How many KPIs should I track?

Again, there is no right answer, but there are wrong ways of going about it. Too many KPIs began to have a dilutive effect on the value of the information being portrayed. Too few metrics leaves you open to potentially missing critical signals and trends within the business. Most CFOs would agree that any number above 20 KPIs is too many and should be trimmed down, potentially requiring you to reevaluate aspects of the business. Less than 5 metrics may be too few depending on the business and amount of transactions that take place throughout the period.

"Metrics are for doing, not for staring. Never measure just because you can, measure to learn, measure to fix."  

How often should my KPIs be updated?

This question requires real consideration, specifically by the person(s) making decisions based off the data. One is likely to think that if you had the option between accessing real time updates to the necessary data or accessing data that gets updated just once per quarter that the former would be a no-brainer. However, as mentioned previously, data has little to no value without context. In this case the context needed is data from previous periods to compare against. That said, a period can be any duration of time that you choose but is most often refers to a length of time equal to 1 month, 1 quarter, or 1 year.

I have been reporting one of the metrics incorrectly - what should I do?

First, go back to prior periods and identify what the metric would have been if it were correct. Next, understand: how many periods the metric has been incorrect? How large is the variance from the correct number? What caused the error - bad data or a bad calculation? What decisions or actions have been taken either directly or indirectly based on this bad information?

Once you have a better idea around the true impact and potential fallout from reporting the wrong number you can act appropriately. The worst case scenario would be a public company having to restate and lower a metric previously reported to Wall St. If you find yourself in this unfortunate position the course of action to take is clear, start looking for a new job within a new industry. 

Read: "Oops, Forecasting Error Slams ServiceNow as Shares Drop 20%" (NYSE: NOW)

How should I present my KPIs?

KPIs are typically organized in the form of a "dashboard", which is analogous to a car dashboard.  More often than not, the dashboard is comprised of a series of charts and graphs to help visualize the context. A dashboard should be easy to read, easy to share and comprised of metrics that are bulletproof. Any variance or trend that differs from the expectation should be called out, research, and explained in a commentary section.  A dashboard needs to be built in a way that allows for updates to be made with as little human involvement as possible.

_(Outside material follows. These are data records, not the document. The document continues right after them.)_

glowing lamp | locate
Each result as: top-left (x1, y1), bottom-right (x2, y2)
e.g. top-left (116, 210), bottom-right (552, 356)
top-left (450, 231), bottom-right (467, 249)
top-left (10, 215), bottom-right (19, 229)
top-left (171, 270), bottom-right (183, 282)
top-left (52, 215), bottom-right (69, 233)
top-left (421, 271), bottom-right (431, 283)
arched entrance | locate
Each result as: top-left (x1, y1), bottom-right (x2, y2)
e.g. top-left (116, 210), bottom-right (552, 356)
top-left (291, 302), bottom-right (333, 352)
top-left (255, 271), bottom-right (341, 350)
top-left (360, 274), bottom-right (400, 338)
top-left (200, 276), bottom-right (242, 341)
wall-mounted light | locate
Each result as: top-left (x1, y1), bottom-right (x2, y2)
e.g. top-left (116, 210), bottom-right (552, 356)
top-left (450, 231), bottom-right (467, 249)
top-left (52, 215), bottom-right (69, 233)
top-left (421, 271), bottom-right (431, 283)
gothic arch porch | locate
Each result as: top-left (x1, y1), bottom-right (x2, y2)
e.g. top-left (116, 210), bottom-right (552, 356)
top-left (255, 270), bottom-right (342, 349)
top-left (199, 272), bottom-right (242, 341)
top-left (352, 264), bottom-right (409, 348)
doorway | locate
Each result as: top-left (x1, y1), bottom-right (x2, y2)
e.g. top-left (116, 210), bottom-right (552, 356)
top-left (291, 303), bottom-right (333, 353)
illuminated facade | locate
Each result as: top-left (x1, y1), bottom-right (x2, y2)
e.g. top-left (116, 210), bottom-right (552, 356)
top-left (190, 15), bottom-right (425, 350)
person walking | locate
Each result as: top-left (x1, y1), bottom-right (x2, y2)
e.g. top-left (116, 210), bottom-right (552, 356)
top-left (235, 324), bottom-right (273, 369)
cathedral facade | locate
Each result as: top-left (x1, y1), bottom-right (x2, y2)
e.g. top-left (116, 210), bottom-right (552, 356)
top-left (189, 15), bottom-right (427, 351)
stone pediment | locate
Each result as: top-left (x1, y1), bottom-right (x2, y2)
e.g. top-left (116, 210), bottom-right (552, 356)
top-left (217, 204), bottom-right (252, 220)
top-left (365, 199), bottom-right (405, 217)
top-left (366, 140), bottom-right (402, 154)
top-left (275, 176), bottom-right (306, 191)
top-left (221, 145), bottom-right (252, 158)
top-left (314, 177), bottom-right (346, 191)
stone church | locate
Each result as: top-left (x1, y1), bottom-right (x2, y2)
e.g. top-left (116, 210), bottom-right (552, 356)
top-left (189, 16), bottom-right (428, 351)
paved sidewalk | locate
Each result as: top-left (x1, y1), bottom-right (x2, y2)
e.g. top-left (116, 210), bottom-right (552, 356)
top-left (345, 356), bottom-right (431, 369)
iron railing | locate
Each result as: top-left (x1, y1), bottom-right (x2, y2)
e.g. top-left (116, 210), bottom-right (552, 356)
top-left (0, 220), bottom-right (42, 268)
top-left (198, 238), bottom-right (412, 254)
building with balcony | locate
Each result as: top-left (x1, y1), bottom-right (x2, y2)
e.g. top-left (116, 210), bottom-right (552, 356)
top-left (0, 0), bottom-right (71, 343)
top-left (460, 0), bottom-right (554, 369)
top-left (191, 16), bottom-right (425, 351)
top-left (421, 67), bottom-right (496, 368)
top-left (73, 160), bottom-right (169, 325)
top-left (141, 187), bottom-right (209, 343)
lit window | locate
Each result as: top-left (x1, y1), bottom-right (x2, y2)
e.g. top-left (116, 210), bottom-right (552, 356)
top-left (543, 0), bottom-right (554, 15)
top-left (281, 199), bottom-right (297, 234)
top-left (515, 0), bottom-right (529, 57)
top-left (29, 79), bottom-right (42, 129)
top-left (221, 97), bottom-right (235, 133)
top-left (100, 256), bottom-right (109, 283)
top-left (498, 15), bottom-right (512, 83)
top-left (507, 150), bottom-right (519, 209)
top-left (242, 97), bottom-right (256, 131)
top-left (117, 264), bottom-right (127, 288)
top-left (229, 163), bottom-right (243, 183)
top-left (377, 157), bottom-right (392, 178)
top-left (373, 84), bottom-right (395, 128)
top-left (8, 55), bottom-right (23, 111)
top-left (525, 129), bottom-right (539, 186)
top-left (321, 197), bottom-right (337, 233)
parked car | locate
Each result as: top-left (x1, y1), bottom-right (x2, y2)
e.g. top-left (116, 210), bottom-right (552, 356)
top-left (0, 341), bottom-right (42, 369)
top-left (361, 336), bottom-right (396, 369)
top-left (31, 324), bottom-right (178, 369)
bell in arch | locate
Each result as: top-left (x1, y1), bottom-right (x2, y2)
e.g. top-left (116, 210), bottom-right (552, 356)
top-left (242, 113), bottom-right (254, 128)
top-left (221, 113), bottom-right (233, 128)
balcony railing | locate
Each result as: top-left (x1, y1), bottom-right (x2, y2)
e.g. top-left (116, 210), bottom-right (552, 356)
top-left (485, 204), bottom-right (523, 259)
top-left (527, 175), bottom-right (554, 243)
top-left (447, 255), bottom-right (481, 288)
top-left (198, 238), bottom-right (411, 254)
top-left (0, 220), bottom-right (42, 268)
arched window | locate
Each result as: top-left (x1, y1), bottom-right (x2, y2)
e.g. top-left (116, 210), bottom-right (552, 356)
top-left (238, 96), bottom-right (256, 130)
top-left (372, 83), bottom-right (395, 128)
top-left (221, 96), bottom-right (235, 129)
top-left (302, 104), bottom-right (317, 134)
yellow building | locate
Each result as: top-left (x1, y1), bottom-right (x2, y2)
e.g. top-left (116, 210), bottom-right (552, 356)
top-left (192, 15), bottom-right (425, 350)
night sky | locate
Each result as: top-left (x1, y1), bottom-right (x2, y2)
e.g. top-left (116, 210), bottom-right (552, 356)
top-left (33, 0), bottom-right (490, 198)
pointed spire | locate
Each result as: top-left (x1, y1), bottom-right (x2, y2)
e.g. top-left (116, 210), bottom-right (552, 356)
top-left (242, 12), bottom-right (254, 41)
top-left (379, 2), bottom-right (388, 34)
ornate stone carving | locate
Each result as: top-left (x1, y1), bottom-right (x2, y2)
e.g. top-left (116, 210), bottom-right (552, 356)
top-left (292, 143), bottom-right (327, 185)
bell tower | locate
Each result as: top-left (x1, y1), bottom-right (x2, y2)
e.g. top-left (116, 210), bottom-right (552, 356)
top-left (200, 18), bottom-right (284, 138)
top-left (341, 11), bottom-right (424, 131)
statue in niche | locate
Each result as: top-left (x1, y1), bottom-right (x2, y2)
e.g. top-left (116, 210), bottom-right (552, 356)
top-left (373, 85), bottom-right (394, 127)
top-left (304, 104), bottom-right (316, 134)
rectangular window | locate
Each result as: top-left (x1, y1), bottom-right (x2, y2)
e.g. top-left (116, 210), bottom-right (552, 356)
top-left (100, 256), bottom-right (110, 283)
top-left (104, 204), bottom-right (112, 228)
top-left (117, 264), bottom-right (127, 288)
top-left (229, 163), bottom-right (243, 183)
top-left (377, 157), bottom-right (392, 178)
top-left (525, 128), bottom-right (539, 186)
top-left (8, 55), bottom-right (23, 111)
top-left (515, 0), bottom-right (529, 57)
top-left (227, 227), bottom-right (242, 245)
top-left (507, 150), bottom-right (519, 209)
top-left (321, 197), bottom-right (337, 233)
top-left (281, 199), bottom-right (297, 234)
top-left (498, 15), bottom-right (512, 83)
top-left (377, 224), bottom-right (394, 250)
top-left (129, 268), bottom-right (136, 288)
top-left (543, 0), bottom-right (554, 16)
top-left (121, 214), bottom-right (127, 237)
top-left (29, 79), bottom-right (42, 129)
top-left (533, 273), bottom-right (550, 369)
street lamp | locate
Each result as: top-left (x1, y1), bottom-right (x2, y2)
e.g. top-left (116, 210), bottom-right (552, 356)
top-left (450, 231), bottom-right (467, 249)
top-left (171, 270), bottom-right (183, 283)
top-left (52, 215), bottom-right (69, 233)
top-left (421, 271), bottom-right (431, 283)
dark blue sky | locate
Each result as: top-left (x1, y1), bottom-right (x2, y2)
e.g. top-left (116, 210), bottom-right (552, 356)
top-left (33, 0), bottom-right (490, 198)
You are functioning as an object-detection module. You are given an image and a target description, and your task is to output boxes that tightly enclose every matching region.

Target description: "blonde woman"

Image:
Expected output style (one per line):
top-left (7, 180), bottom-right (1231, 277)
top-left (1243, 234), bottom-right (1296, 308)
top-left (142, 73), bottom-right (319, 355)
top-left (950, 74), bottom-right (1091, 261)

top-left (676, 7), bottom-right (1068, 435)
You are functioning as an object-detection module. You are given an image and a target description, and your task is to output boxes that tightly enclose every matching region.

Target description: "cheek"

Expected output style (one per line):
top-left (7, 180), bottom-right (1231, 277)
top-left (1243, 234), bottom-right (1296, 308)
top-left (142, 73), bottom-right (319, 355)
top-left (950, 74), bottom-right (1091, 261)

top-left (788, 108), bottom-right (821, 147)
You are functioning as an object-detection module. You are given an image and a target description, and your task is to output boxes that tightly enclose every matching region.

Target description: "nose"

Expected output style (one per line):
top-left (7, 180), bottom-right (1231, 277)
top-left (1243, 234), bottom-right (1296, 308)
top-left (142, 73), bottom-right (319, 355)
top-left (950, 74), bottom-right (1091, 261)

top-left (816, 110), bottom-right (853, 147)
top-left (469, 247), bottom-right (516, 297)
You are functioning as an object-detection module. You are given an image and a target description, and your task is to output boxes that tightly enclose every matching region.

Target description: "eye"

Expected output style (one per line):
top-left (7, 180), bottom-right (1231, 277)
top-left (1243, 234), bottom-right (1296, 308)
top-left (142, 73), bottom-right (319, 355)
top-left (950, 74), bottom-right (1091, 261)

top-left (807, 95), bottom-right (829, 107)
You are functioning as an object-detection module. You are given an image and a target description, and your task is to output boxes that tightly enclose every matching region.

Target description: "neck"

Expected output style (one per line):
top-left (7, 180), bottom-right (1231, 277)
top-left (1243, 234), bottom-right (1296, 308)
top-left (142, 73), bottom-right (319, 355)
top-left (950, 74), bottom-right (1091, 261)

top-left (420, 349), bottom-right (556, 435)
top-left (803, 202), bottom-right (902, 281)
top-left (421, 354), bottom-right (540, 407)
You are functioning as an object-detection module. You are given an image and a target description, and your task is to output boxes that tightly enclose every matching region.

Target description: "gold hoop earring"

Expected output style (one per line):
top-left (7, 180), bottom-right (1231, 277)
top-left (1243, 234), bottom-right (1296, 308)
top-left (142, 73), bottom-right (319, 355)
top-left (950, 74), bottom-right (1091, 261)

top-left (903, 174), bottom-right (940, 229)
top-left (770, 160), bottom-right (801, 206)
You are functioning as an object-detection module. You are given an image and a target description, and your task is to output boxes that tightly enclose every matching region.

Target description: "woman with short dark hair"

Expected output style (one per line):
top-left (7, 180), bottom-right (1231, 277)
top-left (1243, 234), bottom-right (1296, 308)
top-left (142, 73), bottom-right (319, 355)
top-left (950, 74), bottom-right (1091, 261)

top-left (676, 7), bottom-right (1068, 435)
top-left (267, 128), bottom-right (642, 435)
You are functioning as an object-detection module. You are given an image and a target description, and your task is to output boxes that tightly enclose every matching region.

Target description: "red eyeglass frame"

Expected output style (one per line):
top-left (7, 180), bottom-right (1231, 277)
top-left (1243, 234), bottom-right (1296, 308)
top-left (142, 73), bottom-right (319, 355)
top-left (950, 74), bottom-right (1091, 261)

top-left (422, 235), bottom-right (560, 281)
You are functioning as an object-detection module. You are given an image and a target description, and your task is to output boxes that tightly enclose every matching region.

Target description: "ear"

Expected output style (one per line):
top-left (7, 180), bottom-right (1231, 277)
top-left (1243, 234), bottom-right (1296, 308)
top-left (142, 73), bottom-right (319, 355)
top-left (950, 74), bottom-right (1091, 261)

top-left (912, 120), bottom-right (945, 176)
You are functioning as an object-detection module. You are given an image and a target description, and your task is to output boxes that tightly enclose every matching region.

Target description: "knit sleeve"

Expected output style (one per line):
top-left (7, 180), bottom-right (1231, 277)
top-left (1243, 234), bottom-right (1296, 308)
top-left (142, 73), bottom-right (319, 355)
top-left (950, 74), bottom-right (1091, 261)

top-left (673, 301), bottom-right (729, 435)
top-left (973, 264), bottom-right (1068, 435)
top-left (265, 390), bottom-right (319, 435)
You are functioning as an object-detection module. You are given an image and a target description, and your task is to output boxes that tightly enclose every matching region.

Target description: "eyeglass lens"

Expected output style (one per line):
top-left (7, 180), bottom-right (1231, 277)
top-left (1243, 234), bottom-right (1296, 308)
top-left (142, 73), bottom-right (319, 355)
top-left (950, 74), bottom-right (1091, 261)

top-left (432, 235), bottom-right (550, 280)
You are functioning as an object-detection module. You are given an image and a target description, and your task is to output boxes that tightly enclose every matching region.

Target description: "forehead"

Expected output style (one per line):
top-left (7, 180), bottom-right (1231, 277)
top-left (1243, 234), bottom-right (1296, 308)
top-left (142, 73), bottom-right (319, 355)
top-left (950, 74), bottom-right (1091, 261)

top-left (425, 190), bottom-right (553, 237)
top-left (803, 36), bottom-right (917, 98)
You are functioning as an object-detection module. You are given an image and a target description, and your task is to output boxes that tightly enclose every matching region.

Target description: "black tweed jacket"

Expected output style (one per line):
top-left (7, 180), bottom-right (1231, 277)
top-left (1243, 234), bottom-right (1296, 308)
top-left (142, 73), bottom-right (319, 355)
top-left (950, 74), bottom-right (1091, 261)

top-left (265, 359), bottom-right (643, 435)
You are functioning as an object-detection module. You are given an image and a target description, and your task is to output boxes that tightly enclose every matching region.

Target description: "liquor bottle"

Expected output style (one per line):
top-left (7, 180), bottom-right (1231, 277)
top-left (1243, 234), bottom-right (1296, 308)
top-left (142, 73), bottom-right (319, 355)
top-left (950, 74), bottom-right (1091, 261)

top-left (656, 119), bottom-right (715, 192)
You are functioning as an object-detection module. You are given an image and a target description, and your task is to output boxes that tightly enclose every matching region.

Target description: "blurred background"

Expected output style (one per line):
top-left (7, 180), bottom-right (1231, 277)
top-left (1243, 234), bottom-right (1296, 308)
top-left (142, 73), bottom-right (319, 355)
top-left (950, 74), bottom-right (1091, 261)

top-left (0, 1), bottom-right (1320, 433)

How can I get my KPIs faster and still be confident in the accuracy and integrity of the data?

  • This is the billion dollar question. We know that inaccurate data can be harmful to the business in many ways. We also know that data begins to lose value the longer it takes to compile and publish creating the necessity for digesting ever increasing amounts of data in less time. 
  • One thing a new CFO will often do is implement new systems and controls so that data is being collected properly by all the stakeholders involved. There are countless tools and programs in the market that can help collect data and turn it into easily digested charts and tables; however, this still requires that the root data be input correctly to begin with.

In the end you want it to be simple so that the implications of the data can be understood by all.

"If you can't explain it simply, you don't understand it well enough" - Albert Einstein

Closing Disclaimer

Tracking metrics is a necessity for any business to stay focused throughout the year if the objective is to achieve strategic goals. However, bad data has the ability to do far more damage than no data at all. Akin to bad data is the misinterpretation of data, such as: believing correlation implies causation and the confirmation bias.